Outrageous, not unlike the violence found in films made by Canadian directors/actors/editors Rob Grant and Mike Kovac. They have a handful of shoestring horror productions under their belt, and from the ridiculously violent clips of their past work that we see in their new documentary, FAKE BLOOD, it’s hard to believe anyone would be compelled reenact them.

But according to Grant and Kovac, someone actually did.

Grant and Kovac’s previous effort – Mon Ami – is about a couple of criminals who kidnap a girl and accidentally kill her, forcing them to dismember and dispose of the body. After making the rounds at film festivals, the pair received a disturbing fan video focused on the methods of murder depicted in Mon Ami. Profoundly affected by discovering their potential influence on violent minds, Grant and Kovac set out to document an investigation into movie violence.

I went into FAKE BLOOD expecting an enlightening look at the topic, but what I got was unexpected. Things start innocently enough, but before long, something seemed fishy. I fully expected the rug to be pulled out, and that FAKE BLOOD would become a found footage film where the Grant and Kovac are lured into the den of a killer and have to fight for their lives. Turns out I wasn’t too far off.
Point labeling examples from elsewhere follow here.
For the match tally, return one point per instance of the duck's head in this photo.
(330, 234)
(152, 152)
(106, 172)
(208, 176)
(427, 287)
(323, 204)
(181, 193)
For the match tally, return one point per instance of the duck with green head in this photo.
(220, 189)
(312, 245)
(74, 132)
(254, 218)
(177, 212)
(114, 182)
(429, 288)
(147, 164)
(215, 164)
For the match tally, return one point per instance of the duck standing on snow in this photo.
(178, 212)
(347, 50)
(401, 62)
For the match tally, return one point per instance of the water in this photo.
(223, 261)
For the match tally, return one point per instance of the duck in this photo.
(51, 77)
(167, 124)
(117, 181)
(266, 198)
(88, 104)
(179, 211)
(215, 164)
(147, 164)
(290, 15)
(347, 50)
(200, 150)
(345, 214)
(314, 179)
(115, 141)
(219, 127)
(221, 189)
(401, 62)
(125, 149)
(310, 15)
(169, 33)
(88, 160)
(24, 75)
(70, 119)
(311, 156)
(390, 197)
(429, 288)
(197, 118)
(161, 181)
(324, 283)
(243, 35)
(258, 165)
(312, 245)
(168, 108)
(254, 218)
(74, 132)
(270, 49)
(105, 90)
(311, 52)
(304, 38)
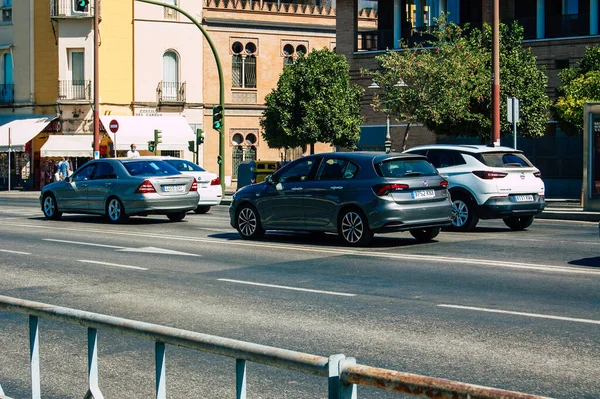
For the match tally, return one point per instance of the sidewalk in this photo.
(562, 209)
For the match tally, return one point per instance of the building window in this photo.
(6, 10)
(170, 82)
(243, 64)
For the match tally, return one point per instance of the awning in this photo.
(72, 145)
(22, 130)
(176, 132)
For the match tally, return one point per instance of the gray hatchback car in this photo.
(354, 194)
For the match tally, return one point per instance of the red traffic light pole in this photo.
(221, 83)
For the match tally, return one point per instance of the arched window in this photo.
(170, 83)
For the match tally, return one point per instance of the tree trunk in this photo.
(405, 139)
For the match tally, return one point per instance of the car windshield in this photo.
(184, 166)
(505, 160)
(150, 168)
(405, 168)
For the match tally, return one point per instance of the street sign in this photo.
(113, 126)
(513, 109)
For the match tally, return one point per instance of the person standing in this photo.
(133, 152)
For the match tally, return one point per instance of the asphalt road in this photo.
(512, 310)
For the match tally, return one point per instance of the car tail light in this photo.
(385, 189)
(145, 188)
(489, 175)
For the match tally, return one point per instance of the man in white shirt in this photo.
(133, 153)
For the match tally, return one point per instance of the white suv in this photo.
(488, 183)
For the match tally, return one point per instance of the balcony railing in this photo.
(68, 9)
(74, 90)
(170, 92)
(7, 93)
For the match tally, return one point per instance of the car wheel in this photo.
(176, 216)
(464, 217)
(201, 209)
(50, 207)
(425, 235)
(518, 223)
(115, 211)
(248, 222)
(354, 229)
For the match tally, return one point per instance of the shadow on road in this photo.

It’s hard to talk about the film without blowing its cover, but this is NOT a legitimate documentary. While Grant and Kovac go to great lengths to disguise its true nature, the jig is launched high into the air when we start spending long periods of time with “John”, a man who once advised on a gangster film and knows a little too much about real dead bodies.
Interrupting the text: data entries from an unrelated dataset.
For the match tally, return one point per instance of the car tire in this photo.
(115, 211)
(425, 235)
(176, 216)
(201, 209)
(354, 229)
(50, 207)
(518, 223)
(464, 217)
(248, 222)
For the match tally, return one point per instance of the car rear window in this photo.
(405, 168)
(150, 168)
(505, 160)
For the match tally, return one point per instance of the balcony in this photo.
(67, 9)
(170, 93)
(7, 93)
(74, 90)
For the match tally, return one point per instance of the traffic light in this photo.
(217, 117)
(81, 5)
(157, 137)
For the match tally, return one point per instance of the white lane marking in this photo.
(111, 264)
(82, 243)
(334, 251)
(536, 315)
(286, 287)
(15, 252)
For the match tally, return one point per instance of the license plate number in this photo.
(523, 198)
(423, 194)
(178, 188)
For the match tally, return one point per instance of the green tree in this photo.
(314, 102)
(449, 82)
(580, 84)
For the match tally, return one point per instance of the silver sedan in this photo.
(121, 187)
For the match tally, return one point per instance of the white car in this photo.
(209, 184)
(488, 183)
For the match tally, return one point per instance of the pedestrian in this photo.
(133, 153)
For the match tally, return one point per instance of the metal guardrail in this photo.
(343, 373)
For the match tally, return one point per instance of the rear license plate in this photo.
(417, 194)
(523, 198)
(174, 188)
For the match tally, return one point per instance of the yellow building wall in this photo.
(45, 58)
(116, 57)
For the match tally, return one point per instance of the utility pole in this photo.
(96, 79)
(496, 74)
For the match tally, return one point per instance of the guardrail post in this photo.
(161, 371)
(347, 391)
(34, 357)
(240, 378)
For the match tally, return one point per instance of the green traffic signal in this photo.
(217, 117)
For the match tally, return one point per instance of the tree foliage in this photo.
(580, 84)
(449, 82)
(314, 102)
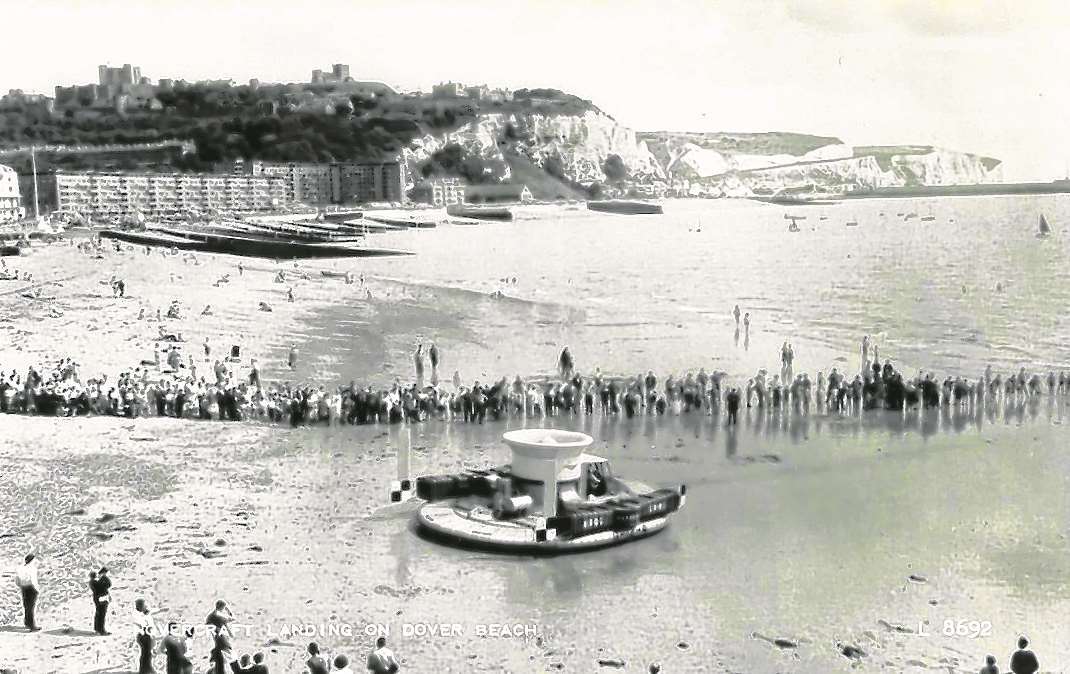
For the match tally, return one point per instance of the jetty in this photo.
(626, 208)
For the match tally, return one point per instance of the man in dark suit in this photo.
(1023, 661)
(100, 584)
(174, 649)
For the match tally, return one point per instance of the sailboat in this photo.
(1043, 229)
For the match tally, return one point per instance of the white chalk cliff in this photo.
(578, 147)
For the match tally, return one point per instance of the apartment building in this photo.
(11, 207)
(167, 195)
(447, 192)
(341, 182)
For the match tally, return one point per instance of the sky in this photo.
(981, 76)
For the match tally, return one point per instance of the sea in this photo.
(944, 285)
(921, 541)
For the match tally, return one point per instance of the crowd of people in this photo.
(229, 388)
(173, 643)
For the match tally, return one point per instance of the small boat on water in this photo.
(1043, 229)
(480, 213)
(245, 246)
(794, 200)
(552, 498)
(412, 224)
(626, 208)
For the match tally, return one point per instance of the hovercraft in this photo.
(552, 498)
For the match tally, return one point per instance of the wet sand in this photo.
(804, 531)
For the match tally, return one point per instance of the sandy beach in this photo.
(819, 532)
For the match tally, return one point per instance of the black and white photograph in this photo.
(534, 336)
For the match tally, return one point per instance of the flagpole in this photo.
(33, 162)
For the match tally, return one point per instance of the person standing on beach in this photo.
(1024, 661)
(316, 662)
(732, 403)
(433, 354)
(144, 638)
(174, 650)
(418, 362)
(254, 373)
(565, 364)
(100, 584)
(381, 660)
(26, 578)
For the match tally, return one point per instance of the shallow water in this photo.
(629, 293)
(800, 529)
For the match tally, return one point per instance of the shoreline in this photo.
(839, 509)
Grant and Kovac – who spend the majority of time in front of the camera – have their acting abilities stretched a little too far as they try to convince us that they’re in the presence of a truly terrifying individual. They organize an interview with “John” via phone and meet up with him in a parking lot. The whole scene is so unnatural that it ruins any good will the film had generated up until that point. Grant and Kovac are taking the audience for a ride, but not in a good way.

This switcheroo would have been fine had they gone full found footage style with “John” hunting them down in bloody and horrific fashion. Unfortunately, the remaining runtime rests on lots of talking and unconvincing confrontations between Grant and Kovac as they hide out in a hotel to escape danger.

The end result is a surface scraping of the topic they promised to tackle at the outset. These two filmmakers are likeable personalities, but once it becomes clear they’re more interested in pulling a fast one on the audience than actually having something valuable to say, it’s hard to stay engaged. I guess the clue was in the title.